I’m hearing more and more about a new approach—as far as I can see, still largely theoretical—that bears mentioning. In essence, it’s an inversion: Instead of worrying about how to put your plea, your wares, or your cause in front of eyeballs, get the eyeballs first, and work backwards to funding from there. At this point, somebody mentions twitch.tv.

I find this angle interesting, largely, I think, because it is new, at least in software. We’ve already seen an evolution of donation-based models toward sponsorship, with logo fields emblazoning README files and project websites, especially via OpenCollective and Patreon. We may yet see developers wearing sponsor t-shirts, adding sponsor flair to their GitHub profiles, and distributing swag at events in more systematic ways.

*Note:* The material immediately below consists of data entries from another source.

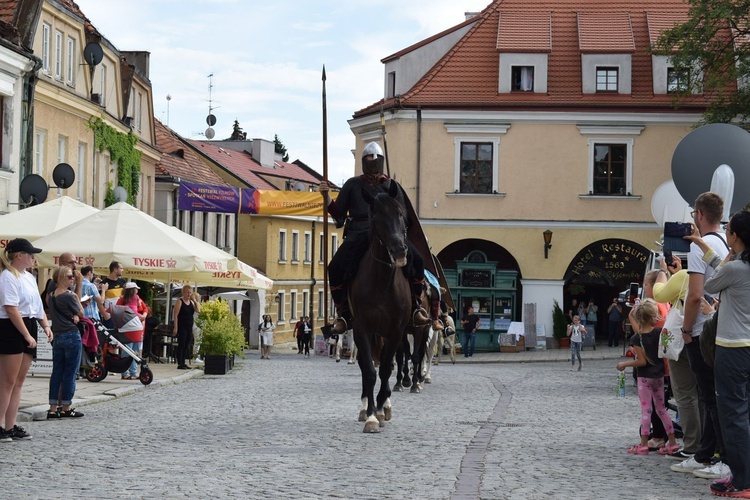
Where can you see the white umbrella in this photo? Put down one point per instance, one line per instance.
(140, 242)
(40, 220)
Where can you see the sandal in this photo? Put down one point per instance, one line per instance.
(638, 449)
(669, 449)
(655, 444)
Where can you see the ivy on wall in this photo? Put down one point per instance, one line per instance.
(123, 153)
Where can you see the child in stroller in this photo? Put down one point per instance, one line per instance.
(114, 354)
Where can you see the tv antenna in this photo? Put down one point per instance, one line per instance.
(210, 119)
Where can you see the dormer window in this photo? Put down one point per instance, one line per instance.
(677, 80)
(606, 79)
(522, 78)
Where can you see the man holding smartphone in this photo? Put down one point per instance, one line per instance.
(709, 208)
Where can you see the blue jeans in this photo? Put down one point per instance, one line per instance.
(575, 350)
(469, 338)
(66, 360)
(133, 370)
(732, 374)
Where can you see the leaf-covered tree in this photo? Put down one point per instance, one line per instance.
(711, 54)
(279, 148)
(237, 133)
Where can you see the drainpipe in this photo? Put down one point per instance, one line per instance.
(27, 118)
(419, 155)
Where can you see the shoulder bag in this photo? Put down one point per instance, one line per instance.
(670, 340)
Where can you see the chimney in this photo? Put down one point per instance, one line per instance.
(263, 152)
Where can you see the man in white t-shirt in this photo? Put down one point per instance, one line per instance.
(709, 208)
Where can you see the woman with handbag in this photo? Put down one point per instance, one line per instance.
(732, 356)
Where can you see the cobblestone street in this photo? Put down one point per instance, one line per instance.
(286, 428)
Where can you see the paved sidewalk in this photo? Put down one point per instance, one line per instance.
(35, 396)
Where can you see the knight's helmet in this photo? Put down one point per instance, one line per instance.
(372, 166)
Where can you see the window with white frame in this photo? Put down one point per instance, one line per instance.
(305, 303)
(58, 54)
(677, 80)
(46, 34)
(610, 167)
(522, 78)
(282, 245)
(607, 79)
(62, 143)
(39, 143)
(138, 107)
(477, 168)
(280, 313)
(81, 170)
(293, 305)
(295, 246)
(307, 247)
(71, 67)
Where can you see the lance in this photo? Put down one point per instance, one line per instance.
(325, 204)
(385, 141)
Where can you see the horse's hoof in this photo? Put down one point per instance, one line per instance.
(371, 427)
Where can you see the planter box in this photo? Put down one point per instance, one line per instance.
(217, 364)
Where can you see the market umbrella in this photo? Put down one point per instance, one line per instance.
(40, 220)
(140, 242)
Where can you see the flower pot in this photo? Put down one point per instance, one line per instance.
(217, 364)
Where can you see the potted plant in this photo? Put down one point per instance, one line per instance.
(560, 326)
(222, 336)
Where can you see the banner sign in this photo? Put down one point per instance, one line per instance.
(204, 198)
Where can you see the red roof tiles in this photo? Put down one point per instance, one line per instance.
(242, 164)
(467, 76)
(179, 161)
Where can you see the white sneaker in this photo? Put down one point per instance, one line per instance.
(688, 465)
(718, 470)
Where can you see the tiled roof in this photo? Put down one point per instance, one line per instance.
(467, 76)
(609, 32)
(180, 161)
(658, 22)
(241, 164)
(524, 32)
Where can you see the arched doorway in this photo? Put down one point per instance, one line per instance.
(484, 275)
(599, 272)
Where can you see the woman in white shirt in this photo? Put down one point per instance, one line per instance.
(20, 312)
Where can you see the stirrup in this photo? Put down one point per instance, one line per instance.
(337, 328)
(420, 317)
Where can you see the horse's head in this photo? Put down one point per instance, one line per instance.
(388, 223)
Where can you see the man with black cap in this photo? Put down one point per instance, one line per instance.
(350, 211)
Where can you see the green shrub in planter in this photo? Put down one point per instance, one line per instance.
(221, 330)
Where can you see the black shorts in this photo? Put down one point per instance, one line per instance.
(12, 341)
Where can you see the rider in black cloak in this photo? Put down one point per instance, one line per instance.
(352, 212)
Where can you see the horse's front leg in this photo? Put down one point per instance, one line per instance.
(384, 409)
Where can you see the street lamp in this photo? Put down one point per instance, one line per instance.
(547, 241)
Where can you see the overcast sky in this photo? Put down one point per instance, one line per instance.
(266, 59)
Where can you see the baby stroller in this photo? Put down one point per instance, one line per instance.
(115, 355)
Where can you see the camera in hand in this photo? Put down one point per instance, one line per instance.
(674, 233)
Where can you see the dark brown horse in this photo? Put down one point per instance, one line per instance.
(379, 298)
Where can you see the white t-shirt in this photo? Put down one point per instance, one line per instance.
(697, 266)
(22, 293)
(576, 331)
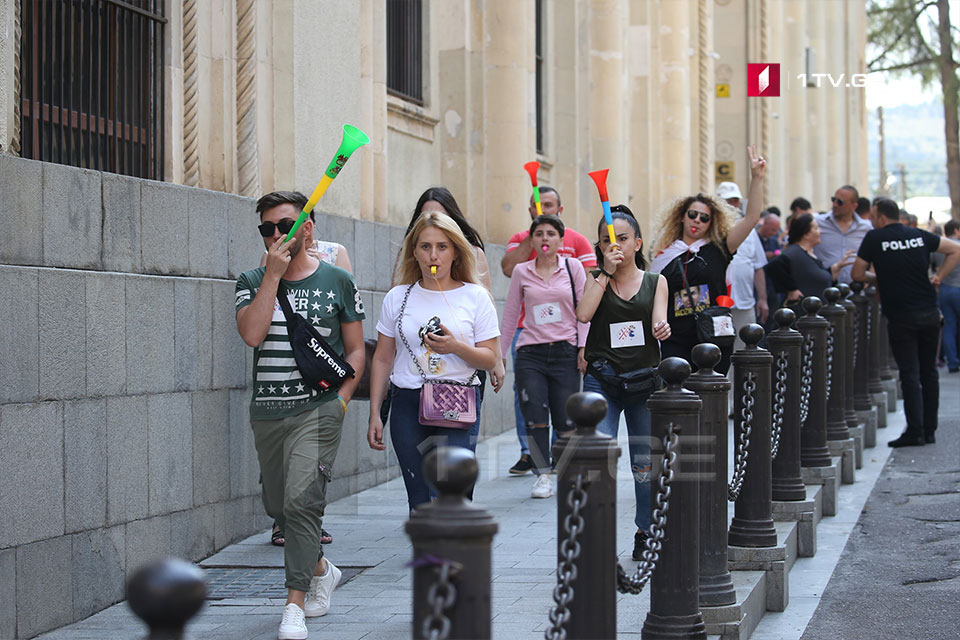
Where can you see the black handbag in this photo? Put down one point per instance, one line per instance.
(639, 382)
(714, 324)
(321, 367)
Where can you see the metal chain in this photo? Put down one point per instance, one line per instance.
(567, 569)
(651, 554)
(829, 358)
(743, 443)
(856, 335)
(806, 378)
(441, 596)
(779, 399)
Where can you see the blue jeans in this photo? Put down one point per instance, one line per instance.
(412, 441)
(517, 413)
(637, 416)
(950, 308)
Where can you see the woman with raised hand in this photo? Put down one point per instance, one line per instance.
(437, 326)
(797, 271)
(699, 235)
(627, 311)
(550, 348)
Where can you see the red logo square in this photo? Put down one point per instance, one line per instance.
(763, 80)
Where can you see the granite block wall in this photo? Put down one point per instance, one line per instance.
(124, 430)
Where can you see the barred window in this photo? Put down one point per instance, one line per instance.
(405, 49)
(91, 78)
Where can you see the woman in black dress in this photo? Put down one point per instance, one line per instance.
(699, 235)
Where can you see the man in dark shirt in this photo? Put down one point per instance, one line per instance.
(900, 256)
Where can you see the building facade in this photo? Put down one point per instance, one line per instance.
(251, 95)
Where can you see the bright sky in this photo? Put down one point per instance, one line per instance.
(883, 90)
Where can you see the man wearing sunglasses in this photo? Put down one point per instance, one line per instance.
(841, 231)
(296, 427)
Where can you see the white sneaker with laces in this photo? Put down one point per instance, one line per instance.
(294, 625)
(318, 597)
(542, 487)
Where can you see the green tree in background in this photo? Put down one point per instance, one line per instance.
(915, 36)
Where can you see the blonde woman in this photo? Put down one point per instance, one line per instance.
(699, 234)
(411, 350)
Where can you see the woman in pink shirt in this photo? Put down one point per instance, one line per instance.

That would amount to software imitating other fields, not a new software innovation. Witness motorcycle racing. Many amateur riders love to add stickers from well known parts manufacturers and other suppliers to their motorcycles. In time, successful local racers get small-scale sponsorships, often with discounts and occasional free parts. From there, the top of the racing crop attract full-time commercial relationships riding for factory teams and wearing lots of logos whenever cameras might see. At the highest levels of racing, sponsors’ businesses needn’t have any direct connection to racing at all. Repsol is an oil company. Red Bull and Monster Energy make beverages. All are name sponsors of 2020 motorcycle grand prix teams.

Assuming viability for software personalities, this approach suffers much the same drawback as other models that turn on making open software, but selling something else. Attracting eyeballs and developing great software entail disparate skills, frequently divergent personalities, and inevitably competing time commitments. Software production becomes merely a byproduct, or a catalyst, of a different main line of business. The most popular game streamers are rarely the best gamers, to say nothing of game designers.

Realism

In the end, the taking-off point has to be a clear-eyed assessment of the current state of play. Independent developers earning well for making open software are not the norm. Institutional policies, social norms, and conventions currently run against that outcome, not for it.

With odds that bad, beating the odds means changing the odds. Independent developers experimenting with new ideas in developer-user relations can expect to take flak. But they can press on knowing that their results—positive or negative—contribute not just to a good personal outcome, but to the state of the art for all independent developers.